Los labios de Mauchly se tensaron fugazmente, como si sonriera.

—Doctor Lash, juntar a dos personas para que formen una unidad perfecta solo es la mitad de nuestro trabajo. La otra… digamos que es estar al corriente de todo. Sin la segunda, sería imposible la primera.

—Ya, ya lo sé, pero nunca había visto nada parecido, ni siquiera en el FBI. Parece que puedan reconstruir prácticamente toda la vida de una persona.

—La gente cree que sus actividades cotidianas son invisibles —dijo Tara—, pero se equivoca. Cada vez que alguien navega por la red, hay cookies que siguen su rastro y los clics de su ratón al visitar una página. Cada mensaje que envía pasa por una docena de servidores antes de llegar a su destino. Si pasa un día en cualquier gran ciudad, su imagen será captada por centenares de circuitos cerrados de televisión. Lo único que falta es una infraestructura bastante potente para reunirlo todo. Es donde intervenimos nosotros. Compartimos nuestra información con proveedores de bases de datos comerciales, determinados organismos del gobierno, proveedores de Internet, distribuidores de correo comercial…

—¿Correo comercial? —dijo Lash, sorprendido.

—Las empresas de correo comercial tienen algoritmos de datos muy perfeccionados. No dan palos de ciego, como cree la gente. Y en el caso del telemarketing, tres cuartos de lo mismo.

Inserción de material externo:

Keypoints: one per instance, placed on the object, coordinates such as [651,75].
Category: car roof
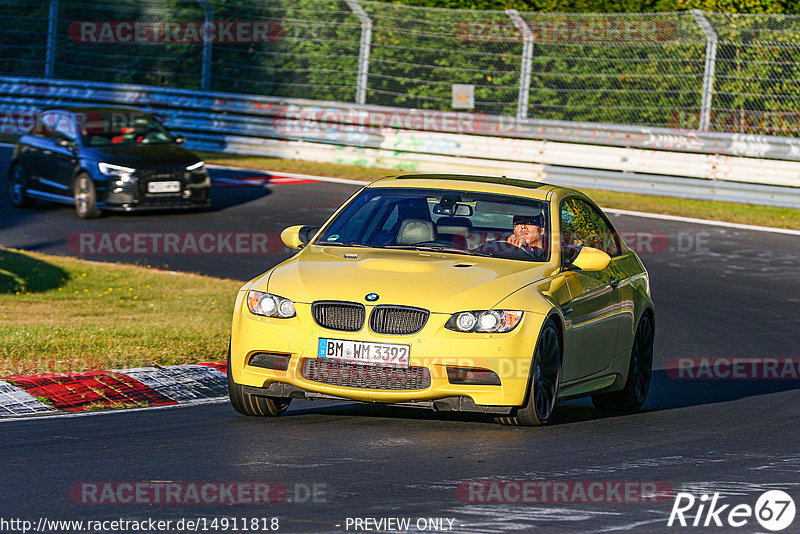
[96,109]
[487,184]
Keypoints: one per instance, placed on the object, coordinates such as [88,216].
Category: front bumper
[195,192]
[434,348]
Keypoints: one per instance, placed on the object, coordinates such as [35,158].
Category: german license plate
[164,187]
[382,354]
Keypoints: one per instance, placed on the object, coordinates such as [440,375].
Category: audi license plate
[164,187]
[383,354]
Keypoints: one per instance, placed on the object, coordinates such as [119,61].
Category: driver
[528,234]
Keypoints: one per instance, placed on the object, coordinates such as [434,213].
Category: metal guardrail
[724,72]
[733,167]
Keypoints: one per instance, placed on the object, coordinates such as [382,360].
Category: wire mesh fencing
[687,70]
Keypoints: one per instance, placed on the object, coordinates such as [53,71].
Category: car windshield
[460,222]
[122,128]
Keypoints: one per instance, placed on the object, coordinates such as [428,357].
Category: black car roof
[96,109]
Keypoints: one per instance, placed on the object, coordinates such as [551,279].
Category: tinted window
[122,128]
[45,126]
[65,126]
[582,225]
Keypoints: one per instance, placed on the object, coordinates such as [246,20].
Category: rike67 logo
[774,511]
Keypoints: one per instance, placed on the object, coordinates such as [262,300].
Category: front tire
[248,404]
[640,370]
[543,383]
[18,186]
[85,197]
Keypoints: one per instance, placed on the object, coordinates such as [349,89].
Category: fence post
[52,34]
[363,52]
[708,74]
[205,77]
[527,59]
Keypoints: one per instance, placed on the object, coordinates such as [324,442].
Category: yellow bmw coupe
[449,292]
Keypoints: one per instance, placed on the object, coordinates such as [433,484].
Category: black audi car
[105,159]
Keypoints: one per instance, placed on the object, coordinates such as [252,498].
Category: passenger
[529,235]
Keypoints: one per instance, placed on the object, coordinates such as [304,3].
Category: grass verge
[701,209]
[60,314]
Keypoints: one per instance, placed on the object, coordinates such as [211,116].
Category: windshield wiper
[342,244]
[440,248]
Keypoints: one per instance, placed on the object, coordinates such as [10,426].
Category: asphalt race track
[719,292]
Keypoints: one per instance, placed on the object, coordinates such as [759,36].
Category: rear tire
[543,383]
[18,186]
[248,404]
[640,369]
[85,197]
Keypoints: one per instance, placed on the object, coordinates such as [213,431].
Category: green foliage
[597,63]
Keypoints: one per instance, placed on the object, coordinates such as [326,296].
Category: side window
[45,126]
[582,224]
[65,126]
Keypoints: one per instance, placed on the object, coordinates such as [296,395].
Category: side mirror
[590,259]
[298,236]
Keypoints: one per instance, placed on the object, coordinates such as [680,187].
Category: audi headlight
[269,305]
[484,321]
[123,174]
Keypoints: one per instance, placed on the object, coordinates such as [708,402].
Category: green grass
[701,209]
[61,314]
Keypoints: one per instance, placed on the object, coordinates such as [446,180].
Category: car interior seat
[414,231]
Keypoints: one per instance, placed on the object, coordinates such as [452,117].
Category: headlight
[119,172]
[269,305]
[485,321]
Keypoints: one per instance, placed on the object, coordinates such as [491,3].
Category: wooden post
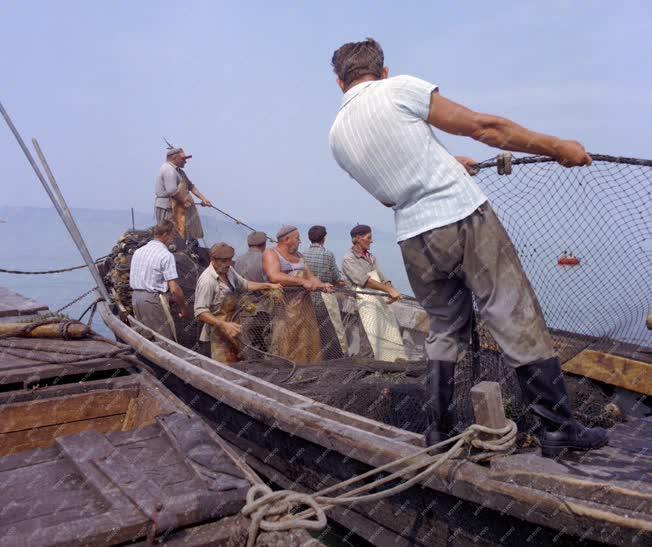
[488,408]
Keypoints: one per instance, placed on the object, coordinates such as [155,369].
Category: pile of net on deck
[599,214]
[115,271]
[352,351]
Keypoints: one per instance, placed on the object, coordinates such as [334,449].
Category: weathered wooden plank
[71,408]
[471,481]
[42,437]
[488,409]
[12,303]
[33,374]
[618,371]
[61,390]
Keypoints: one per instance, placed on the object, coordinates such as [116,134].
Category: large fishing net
[584,239]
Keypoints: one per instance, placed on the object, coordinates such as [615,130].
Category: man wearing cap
[216,301]
[295,334]
[250,264]
[173,200]
[360,267]
[322,263]
[453,244]
[361,270]
[152,275]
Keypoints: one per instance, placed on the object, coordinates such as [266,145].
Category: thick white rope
[273,511]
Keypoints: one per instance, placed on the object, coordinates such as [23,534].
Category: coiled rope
[47,272]
[273,511]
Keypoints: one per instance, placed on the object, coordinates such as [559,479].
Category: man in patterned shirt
[322,263]
[452,243]
[320,260]
[153,272]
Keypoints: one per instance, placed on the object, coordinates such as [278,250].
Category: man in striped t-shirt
[451,240]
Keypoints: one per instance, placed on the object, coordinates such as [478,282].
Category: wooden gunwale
[274,406]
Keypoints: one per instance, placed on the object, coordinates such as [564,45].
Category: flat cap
[221,250]
[173,151]
[360,230]
[256,238]
[285,230]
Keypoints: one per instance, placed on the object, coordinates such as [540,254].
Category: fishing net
[583,237]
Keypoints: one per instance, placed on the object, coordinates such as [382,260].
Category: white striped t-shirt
[381,138]
[152,266]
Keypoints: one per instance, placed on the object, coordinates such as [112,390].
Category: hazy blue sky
[247,88]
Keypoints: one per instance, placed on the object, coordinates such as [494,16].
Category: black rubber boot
[545,394]
[440,386]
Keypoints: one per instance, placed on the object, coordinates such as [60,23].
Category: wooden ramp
[95,451]
[105,489]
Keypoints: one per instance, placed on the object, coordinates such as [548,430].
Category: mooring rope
[47,272]
[272,511]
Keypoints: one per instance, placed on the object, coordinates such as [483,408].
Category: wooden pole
[70,223]
[487,401]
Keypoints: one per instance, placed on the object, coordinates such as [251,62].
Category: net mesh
[583,237]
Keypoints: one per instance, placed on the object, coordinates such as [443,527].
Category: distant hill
[35,237]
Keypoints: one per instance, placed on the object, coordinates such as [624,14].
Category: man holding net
[452,242]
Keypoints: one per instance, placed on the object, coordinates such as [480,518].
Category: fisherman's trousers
[475,255]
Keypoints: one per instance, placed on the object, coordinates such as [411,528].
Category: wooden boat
[96,451]
[604,496]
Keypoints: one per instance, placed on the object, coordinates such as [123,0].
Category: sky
[247,88]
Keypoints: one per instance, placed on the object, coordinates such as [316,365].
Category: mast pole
[59,204]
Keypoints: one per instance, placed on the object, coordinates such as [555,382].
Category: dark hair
[163,228]
[316,234]
[357,59]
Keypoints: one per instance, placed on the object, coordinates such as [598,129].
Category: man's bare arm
[502,133]
[376,285]
[272,269]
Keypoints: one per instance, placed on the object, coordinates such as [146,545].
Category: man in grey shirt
[250,264]
[452,243]
[172,190]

Bueno, pues todos esos datos sobre la persona en cuestión se recogen y almacenan para siempre. Nuestro problema no es la falta de datos. Normalmente tenemos demasiados.

—Es como el Gran Hermano.

—Podría parecerlo —respondió Mauchly—, pero gracias a nosotros centenares de miles de clientes han encontrado la felicidad. Y ahora es posible que paremos los pies a un asesino.

Llamaron a la puerta. Tara se levantó del ordenador para abrirla. Un hombre con bata de laboratorio le entregó una carpeta de color marfil. Tara le dio las gracias, cerró la puerta y abrió la carpeta. Miró el contenido durante un minuto.

—Mierda —murmuró.

—¿Qué pasa? —preguntó Mauchly.

Tara le dio la carpeta sin decir nada. Mauchly la examinó un buen rato y se giró hacia Lash.

—Nuestro equipo ha hecho un reconocimiento facial en nuestro archivo de imágenes de vigilancia —explicó—. Como ya sabíamos que Groesch estuvo cerca de Flagstaff en el momento de la muerte de los Thorpe, Tara ha limitado la búsqueda a sus movimientos durante la noche en que murieron los Wilner, y han aparecido estas imágenes.

Le pasó a Lash unas fotografías.

—Fíjese: a las 15.12 de la tarde estaba en un cajero automático. Aquí, a las 16.05, en un semáforo. Y aquí, comprando cigarrillos a las 16.49. A las 17.45 se compró unos vaqueros.

Lash miró las fotos: Eran como las que había visto usar de pruebas en el FBI, de veinte por veinticinco y en papel brillante. Sorprendía la calidad de su resolución. El hombre rubio y bigotudo que aparecía en ellas era inconfundiblemente James Groesch.

Entusiasmado, devolvió las fotos a Mauchly, que le señaló una etiqueta en la parte exterior de la carpeta. Ponía: MASSAPEQUA, LONG ISLAND, 24/9/04.

La alegría de Lash se apagó de repente.

—O sea, que mientras los Wilner se desangraban en Larchmont él estaba en Massapequa —dijo.

Mauchly asintió.

Lash suspiró y miró el reloj: las diez y media.

—¿Y ahora? —preguntó.

Ya sabía la respuesta. Era el turno del último posible sospechoso: Gary Handerling, el empleado de Eden.